00:39: A falling whale appears at the evocation of The Hitchhiker’s Guide to the Galaxy as homage to a favourite sequence from the TV adaption of the books. 

00:42: Douglas Adams is depicted behind bars as a metaphor for his anxiety regarding deadlines.

00:46: Non-existent LP The Sound of Deadlines wafts past, as a way of alluding to, but not quoting – yet again – that quote that’s always quoted about Douglas Adams and how he loves the whooshing sounds of… Well, you get the point. 

01:00: What this trailer really needed! – a quick pastiche of the K9 & Company (1981) title sequence. Alas, the animator couldn’t conceive of a way of also including alfresco typing at this point…

01:06: … but on reflection, the depiction here of Douglas Adams roaring away astride K9 has a similar elan to Sarah Jane Smith zooming down a country road in a convertible Austin Metro. 

01:16: The coat of arms of the Altribunal of Coelare Coelum is based on Fulchester crown court’s regalia, as seen in the 1970s series, Crown Court. Instead of lions rampant, if features ‘The Dish of the Day’ as played by Peter Davison in the BBC2 version of Hitchhiker’s and Aggedor from the Doctor Who Peladon TV stories. The shield within contains three shrivenzales (The Ribos Operation, 1978), Erato (The Creature from the Pit, 1979); the Harp of Rassilon (The Five Doctors, 1983) and rubber ducks (the bath time companion of the Captain of the Golgafrinchan B Ark in the Hitchhiker’s books). The (cod) Latin mottos (roughly) translate to, “I have a cunning plan” (as often heard in the John Lloyd produced BBC1 sitcom Blackadder) and, “Bosanquet, why did you go away?” (a refrain from a fine musical lament to ITN newsreader Reginald Bosanquet, sung by Pamela Stephenson in Lloyd’s satirical sketch show, Not The Nine O’Clock News). 

01:24: A copyright notice infers that the Vogons from Hitchhiker’s – who demolish the Earth in the opening moments of the novels/radio and TV series – nonetheless assert ownership of the planet.

01:34: “SPOILERS!” appears in an approximation of the “DON’T PANIC!” lettering as seen in the Hitchhiker’s TV series. 

01:50: An advert spoofing those that often impede further reading on popular entertainment websites of the “Did X just reveal Y about a future series of Z?” brand [NO THEY DIDN’T!]. This specifically refers to the Golgafrinchan B Ark, as featured in a note preceding this. 

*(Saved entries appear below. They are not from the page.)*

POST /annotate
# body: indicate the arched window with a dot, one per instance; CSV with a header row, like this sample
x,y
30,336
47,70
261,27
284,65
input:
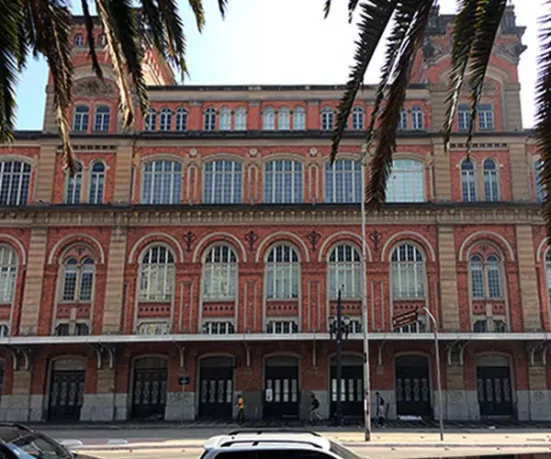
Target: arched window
x,y
358,118
151,120
327,119
165,119
15,177
223,182
240,119
408,272
156,274
72,188
8,273
491,183
97,183
162,182
81,118
181,119
78,280
416,118
406,182
485,277
283,181
468,181
101,121
220,274
225,119
268,119
282,273
344,272
343,181
299,119
209,119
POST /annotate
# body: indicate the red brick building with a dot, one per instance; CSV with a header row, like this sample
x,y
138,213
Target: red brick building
x,y
199,256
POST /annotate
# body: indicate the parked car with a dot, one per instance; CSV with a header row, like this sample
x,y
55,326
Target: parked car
x,y
274,444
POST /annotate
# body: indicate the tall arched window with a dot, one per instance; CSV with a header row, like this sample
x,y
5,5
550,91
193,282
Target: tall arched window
x,y
225,119
72,188
78,280
220,274
162,182
406,182
268,119
283,181
102,118
408,272
282,273
299,119
327,119
343,181
15,177
8,274
97,183
468,181
181,119
491,183
156,274
283,119
209,119
81,118
240,119
165,119
223,182
344,272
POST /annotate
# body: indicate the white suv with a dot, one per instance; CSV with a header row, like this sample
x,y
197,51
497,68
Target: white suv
x,y
274,444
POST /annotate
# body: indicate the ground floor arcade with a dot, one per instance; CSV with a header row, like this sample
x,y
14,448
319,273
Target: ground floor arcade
x,y
174,381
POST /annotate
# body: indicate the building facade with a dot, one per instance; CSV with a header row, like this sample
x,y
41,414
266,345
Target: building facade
x,y
200,255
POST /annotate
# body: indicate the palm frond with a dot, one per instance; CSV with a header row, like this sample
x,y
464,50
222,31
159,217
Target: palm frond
x,y
462,42
374,18
381,162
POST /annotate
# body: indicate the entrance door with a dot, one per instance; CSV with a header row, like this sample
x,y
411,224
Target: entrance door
x,y
412,386
216,388
150,387
281,392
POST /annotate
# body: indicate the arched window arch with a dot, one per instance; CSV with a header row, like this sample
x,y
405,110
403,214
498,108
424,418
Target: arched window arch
x,y
406,182
468,181
15,177
220,274
299,119
165,119
344,272
343,181
8,274
81,118
268,119
73,185
282,273
162,182
408,272
102,118
97,183
327,119
283,181
156,274
491,180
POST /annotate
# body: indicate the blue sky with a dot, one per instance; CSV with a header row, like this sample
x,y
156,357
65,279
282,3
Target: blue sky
x,y
277,41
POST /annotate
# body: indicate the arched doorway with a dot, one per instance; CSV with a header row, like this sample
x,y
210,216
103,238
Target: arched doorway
x,y
493,384
281,390
149,388
216,387
412,386
66,389
351,386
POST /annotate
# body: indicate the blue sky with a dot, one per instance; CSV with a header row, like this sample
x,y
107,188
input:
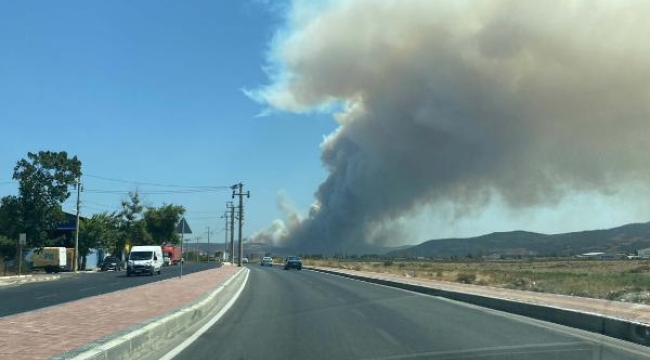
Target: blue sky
x,y
151,91
155,92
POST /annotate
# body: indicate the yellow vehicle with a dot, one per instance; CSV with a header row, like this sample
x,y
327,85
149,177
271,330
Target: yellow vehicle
x,y
50,259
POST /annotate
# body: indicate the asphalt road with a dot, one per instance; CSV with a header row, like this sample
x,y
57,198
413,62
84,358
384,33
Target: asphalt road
x,y
71,286
308,315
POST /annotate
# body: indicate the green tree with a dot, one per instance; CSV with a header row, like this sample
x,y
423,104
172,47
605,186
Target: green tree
x,y
101,231
161,223
44,182
132,227
11,224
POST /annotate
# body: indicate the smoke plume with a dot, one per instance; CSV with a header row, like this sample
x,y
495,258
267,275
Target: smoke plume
x,y
460,101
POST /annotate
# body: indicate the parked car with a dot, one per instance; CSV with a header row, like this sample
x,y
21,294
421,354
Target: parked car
x,y
111,263
267,260
144,260
292,262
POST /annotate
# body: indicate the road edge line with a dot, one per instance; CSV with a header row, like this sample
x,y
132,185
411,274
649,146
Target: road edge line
x,y
634,332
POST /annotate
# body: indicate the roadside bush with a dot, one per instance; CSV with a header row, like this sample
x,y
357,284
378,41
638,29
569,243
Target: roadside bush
x,y
466,278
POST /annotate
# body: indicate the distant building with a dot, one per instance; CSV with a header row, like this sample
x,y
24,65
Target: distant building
x,y
643,253
597,255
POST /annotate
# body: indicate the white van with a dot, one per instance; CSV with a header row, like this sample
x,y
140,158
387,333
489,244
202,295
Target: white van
x,y
144,260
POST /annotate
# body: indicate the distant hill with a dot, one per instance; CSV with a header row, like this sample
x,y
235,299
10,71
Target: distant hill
x,y
623,239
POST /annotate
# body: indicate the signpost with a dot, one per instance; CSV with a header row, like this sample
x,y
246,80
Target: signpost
x,y
182,228
22,241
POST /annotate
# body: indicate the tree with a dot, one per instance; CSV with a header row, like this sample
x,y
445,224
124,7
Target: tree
x,y
132,229
100,231
44,181
161,223
11,224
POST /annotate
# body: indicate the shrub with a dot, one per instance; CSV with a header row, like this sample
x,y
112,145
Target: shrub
x,y
466,278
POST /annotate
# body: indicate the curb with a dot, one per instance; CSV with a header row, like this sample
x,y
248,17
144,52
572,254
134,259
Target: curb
x,y
156,332
635,332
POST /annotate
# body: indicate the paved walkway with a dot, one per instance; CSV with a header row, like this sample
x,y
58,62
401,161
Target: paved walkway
x,y
614,309
45,333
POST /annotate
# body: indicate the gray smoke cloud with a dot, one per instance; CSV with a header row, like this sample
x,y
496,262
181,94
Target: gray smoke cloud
x,y
458,102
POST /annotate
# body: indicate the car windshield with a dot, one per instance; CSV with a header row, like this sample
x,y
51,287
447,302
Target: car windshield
x,y
141,255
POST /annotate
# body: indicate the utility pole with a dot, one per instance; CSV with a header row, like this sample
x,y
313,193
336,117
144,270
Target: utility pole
x,y
225,242
197,249
208,243
76,235
241,215
232,231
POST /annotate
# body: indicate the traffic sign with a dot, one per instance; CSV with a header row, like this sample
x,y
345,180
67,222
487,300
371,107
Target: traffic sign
x,y
183,227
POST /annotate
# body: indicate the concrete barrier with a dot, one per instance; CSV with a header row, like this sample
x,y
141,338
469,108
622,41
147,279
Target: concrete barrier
x,y
635,332
22,279
154,338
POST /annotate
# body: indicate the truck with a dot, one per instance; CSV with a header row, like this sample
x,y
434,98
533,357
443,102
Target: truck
x,y
50,259
144,260
173,253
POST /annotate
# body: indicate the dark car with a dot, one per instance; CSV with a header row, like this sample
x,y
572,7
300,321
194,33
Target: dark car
x,y
111,263
292,262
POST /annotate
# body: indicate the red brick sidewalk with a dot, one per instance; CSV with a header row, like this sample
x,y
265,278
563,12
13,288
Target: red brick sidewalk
x,y
42,334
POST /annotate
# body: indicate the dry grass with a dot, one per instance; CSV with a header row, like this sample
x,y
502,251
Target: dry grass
x,y
609,279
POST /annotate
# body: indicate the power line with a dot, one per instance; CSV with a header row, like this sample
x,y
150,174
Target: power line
x,y
154,192
157,184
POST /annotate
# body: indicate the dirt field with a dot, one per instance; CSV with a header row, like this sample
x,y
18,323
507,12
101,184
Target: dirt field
x,y
620,280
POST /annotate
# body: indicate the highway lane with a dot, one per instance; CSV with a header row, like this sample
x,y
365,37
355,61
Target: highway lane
x,y
308,315
15,299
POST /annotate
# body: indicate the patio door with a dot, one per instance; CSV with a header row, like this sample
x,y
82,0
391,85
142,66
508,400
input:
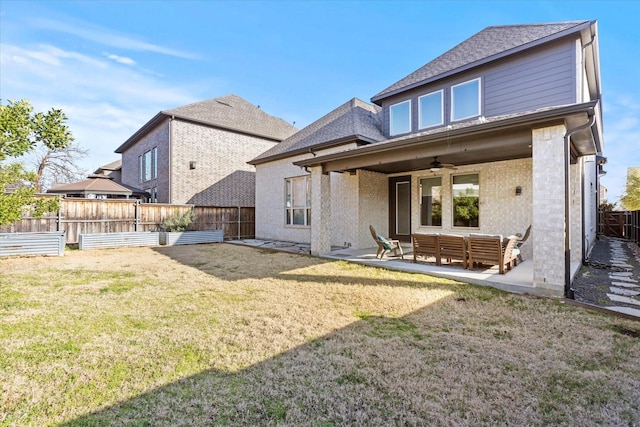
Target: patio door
x,y
400,208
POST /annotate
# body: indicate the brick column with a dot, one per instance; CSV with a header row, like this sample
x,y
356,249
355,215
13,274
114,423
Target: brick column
x,y
549,209
320,212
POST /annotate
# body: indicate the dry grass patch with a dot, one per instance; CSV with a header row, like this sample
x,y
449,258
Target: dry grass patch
x,y
223,334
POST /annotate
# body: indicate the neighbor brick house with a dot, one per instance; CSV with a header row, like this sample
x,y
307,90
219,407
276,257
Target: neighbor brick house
x,y
501,132
197,154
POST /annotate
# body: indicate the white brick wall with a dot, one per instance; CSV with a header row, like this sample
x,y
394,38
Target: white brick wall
x,y
548,208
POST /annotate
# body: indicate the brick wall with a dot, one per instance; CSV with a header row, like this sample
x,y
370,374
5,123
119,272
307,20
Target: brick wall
x,y
157,137
221,176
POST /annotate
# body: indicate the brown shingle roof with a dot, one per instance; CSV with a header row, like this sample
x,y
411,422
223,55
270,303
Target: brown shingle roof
x,y
233,112
486,45
227,112
353,120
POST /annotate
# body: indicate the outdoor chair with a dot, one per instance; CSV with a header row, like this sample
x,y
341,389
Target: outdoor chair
x,y
453,247
489,249
521,241
385,245
426,245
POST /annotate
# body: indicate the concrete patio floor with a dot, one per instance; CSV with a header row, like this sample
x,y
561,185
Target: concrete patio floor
x,y
519,279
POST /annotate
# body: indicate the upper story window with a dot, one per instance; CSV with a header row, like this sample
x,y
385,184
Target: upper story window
x,y
465,100
400,118
430,110
148,165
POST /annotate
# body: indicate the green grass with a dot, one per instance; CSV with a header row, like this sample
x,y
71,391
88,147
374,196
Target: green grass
x,y
228,335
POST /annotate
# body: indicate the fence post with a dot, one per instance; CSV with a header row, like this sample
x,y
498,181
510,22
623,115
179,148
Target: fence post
x,y
59,219
136,213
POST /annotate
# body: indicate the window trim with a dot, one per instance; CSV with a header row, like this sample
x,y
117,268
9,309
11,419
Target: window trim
x,y
420,125
453,101
391,133
289,210
420,195
453,197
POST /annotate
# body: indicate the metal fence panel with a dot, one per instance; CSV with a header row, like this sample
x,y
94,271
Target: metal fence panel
x,y
21,244
117,240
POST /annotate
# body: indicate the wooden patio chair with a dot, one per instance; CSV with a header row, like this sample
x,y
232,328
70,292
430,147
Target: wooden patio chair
x,y
521,241
489,249
426,245
385,245
453,247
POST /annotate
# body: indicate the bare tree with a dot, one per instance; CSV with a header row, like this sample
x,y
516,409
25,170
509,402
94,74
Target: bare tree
x,y
55,166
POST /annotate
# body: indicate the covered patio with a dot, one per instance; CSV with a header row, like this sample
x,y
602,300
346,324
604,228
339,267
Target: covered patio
x,y
530,169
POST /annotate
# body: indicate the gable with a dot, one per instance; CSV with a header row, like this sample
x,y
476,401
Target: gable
x,y
487,45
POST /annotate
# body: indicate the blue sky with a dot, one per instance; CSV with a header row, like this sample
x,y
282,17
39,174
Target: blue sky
x,y
111,66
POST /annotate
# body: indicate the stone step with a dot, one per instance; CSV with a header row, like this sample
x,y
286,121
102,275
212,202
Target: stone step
x,y
624,285
626,300
621,291
626,310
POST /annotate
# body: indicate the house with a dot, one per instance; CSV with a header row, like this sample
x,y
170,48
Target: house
x,y
112,170
98,186
197,154
499,133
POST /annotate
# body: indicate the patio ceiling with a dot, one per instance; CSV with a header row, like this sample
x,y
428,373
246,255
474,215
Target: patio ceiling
x,y
504,139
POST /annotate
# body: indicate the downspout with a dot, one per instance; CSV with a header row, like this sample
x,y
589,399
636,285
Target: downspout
x,y
568,291
170,157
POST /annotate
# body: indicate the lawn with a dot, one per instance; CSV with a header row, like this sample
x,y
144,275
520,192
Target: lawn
x,y
229,335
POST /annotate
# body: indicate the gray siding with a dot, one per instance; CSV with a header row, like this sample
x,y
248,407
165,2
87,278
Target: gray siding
x,y
535,79
541,79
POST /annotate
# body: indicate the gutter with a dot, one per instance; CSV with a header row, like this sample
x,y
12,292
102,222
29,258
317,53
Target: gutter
x,y
568,291
521,120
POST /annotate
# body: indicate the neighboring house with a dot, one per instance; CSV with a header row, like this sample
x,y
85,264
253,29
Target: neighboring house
x,y
112,170
499,133
198,153
98,187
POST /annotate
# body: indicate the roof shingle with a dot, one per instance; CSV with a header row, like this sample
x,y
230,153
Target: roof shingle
x,y
233,112
487,43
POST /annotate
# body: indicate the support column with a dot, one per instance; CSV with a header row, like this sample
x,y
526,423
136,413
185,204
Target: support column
x,y
549,209
320,212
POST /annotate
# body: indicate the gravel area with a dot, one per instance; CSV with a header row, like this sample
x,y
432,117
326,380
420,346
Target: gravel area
x,y
593,283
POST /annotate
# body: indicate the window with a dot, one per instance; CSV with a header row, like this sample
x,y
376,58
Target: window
x,y
148,165
466,206
430,110
465,100
154,162
400,118
431,201
140,169
298,201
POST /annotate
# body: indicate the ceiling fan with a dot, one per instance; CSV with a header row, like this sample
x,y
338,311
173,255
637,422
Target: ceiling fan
x,y
435,166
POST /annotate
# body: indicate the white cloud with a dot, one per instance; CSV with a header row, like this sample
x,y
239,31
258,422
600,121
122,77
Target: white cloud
x,y
108,37
120,59
104,102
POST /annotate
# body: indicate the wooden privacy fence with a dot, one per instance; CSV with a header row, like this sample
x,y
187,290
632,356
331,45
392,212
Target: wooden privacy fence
x,y
622,224
90,216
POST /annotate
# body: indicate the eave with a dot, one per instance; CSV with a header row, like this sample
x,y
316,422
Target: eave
x,y
577,29
505,139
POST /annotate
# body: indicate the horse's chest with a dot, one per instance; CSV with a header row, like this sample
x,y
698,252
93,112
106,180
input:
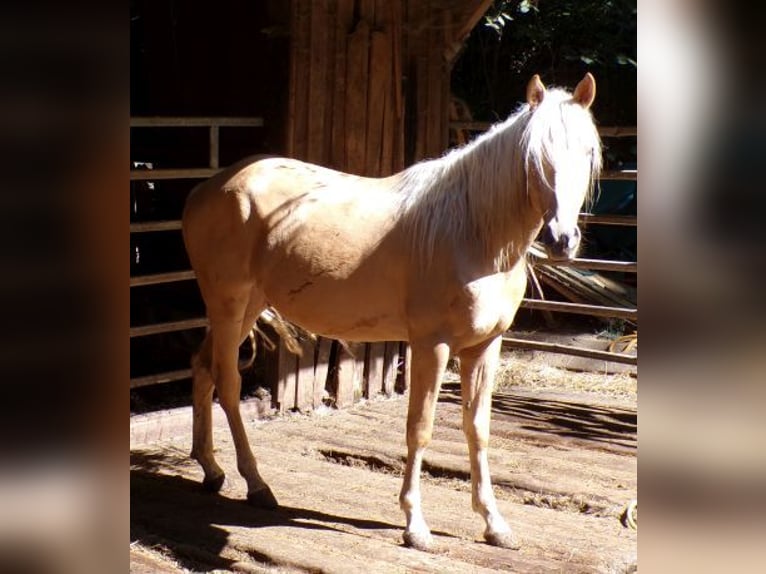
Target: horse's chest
x,y
487,306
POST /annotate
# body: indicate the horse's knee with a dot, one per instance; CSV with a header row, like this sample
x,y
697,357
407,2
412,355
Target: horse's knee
x,y
228,393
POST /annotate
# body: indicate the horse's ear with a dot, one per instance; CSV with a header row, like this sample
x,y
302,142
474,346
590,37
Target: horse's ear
x,y
535,91
585,92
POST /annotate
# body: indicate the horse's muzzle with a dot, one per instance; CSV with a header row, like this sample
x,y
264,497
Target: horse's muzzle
x,y
562,245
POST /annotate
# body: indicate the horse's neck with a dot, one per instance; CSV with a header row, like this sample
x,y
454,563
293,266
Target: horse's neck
x,y
495,182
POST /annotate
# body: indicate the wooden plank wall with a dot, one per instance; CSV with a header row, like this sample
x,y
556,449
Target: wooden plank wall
x,y
367,76
346,111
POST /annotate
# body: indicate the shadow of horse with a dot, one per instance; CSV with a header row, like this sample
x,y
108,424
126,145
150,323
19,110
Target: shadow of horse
x,y
175,512
612,428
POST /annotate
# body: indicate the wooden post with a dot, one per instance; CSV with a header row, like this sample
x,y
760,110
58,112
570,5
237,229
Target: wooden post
x,y
349,375
403,377
287,372
390,367
373,379
324,346
304,393
357,61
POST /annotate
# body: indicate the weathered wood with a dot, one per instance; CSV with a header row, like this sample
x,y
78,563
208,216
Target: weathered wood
x,y
157,378
379,86
214,141
592,264
397,161
343,27
322,368
151,226
434,73
304,392
193,122
301,63
403,376
168,327
349,375
595,310
569,350
603,131
287,372
390,367
331,54
357,61
179,173
157,278
319,63
374,370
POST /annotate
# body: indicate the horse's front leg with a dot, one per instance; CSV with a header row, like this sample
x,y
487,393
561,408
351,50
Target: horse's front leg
x,y
478,366
427,369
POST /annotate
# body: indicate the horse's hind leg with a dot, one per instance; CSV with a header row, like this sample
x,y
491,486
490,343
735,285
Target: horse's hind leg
x,y
428,364
202,404
230,323
477,373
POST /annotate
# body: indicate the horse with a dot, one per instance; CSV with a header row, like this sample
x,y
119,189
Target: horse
x,y
433,255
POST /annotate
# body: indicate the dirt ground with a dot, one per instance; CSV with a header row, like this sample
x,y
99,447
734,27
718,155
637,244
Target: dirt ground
x,y
563,460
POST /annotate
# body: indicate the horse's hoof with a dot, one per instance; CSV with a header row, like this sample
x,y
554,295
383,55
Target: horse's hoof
x,y
263,498
213,485
418,540
502,539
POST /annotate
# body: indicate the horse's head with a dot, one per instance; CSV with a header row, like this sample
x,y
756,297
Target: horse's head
x,y
563,158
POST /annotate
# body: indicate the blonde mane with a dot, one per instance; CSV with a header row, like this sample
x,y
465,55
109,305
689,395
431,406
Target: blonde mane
x,y
479,192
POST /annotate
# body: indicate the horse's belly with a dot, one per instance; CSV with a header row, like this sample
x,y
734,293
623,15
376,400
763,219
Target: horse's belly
x,y
359,305
349,317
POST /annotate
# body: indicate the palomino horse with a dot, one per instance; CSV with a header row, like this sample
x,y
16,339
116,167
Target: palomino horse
x,y
433,255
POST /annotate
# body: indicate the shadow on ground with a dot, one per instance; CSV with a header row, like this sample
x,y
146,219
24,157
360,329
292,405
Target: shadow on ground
x,y
601,426
194,526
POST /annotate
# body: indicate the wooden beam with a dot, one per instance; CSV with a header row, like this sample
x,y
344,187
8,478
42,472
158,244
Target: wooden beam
x,y
168,327
578,308
317,83
304,393
373,379
357,62
192,122
157,278
569,350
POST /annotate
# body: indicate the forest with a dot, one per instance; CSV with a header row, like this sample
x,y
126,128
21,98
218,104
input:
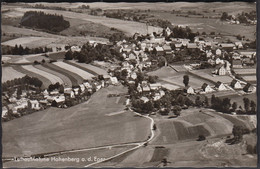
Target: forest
x,y
47,22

02:06: The Children of Pyxis are the diminutive assassins featured in the Big Finish story this trail is supposed to be persuading you to buy. 

02:15: Returning tennis metaphor, because we’re committed to that now. The script that appears behind the depiction of John Lloyd, incidentally, is Nev Fountain’s actual adaption of The Doomsday Contract for Big Finish.

02:32: Hopefully self-explanatory, but this is a depiction of Rowan Atkinson, a latex Margaret Thatcher and Mel Smith stealing John Lloyd away to work on their various comedy productions. 

02:40: Now you’re talking! A lovingly rendered outer space sequence, riffing on the fantastic title sequence to the 1981 BBC2 adaption of Hitchhiker’s.

03:16: Mutter's Spiral was the Time Lord designation for the galaxy in which Earth's solar system was located, as established in 1976 Doctor Who story, The Deadly Assassin

03:17: The planet Chrloris is a mistyping of the planet “Chloris” from The Creature from the Pit, based on an identical mistyping featured on a Doctor Who wiki somewhere

03:21: Frogstar World B is a sorrowful world from the Hitchhiker’s universe.

03:23: Bonarcha Anarda has a methane catalysing refinery in every town, according to its mention in the 1978-9 TV Doctor Who story, The Power of Kroll.

03:24: Canis Minor RA 7h 55m 17.31s D 2° 17.9.68” is a genuine star, genuinely named after the person who scripted this trailer. 

03:26: “Infinity welcomes careful drivers” is the title of a 1989 novel by Grant Naylor, based on the TV spacecom, Red Dwarf

03:29: Eden – a planet as seen in 1979’s Nightmare of Eden.

03:32: Playbeing Magazine is a journal devoted in roughly equal parts to galactic politics, rock music, and gynaecology, as featured in the original radio series of The Hitchhiker’s Guide To The Galaxy. 

03:34: “We love stories” – they always say that, don’t they?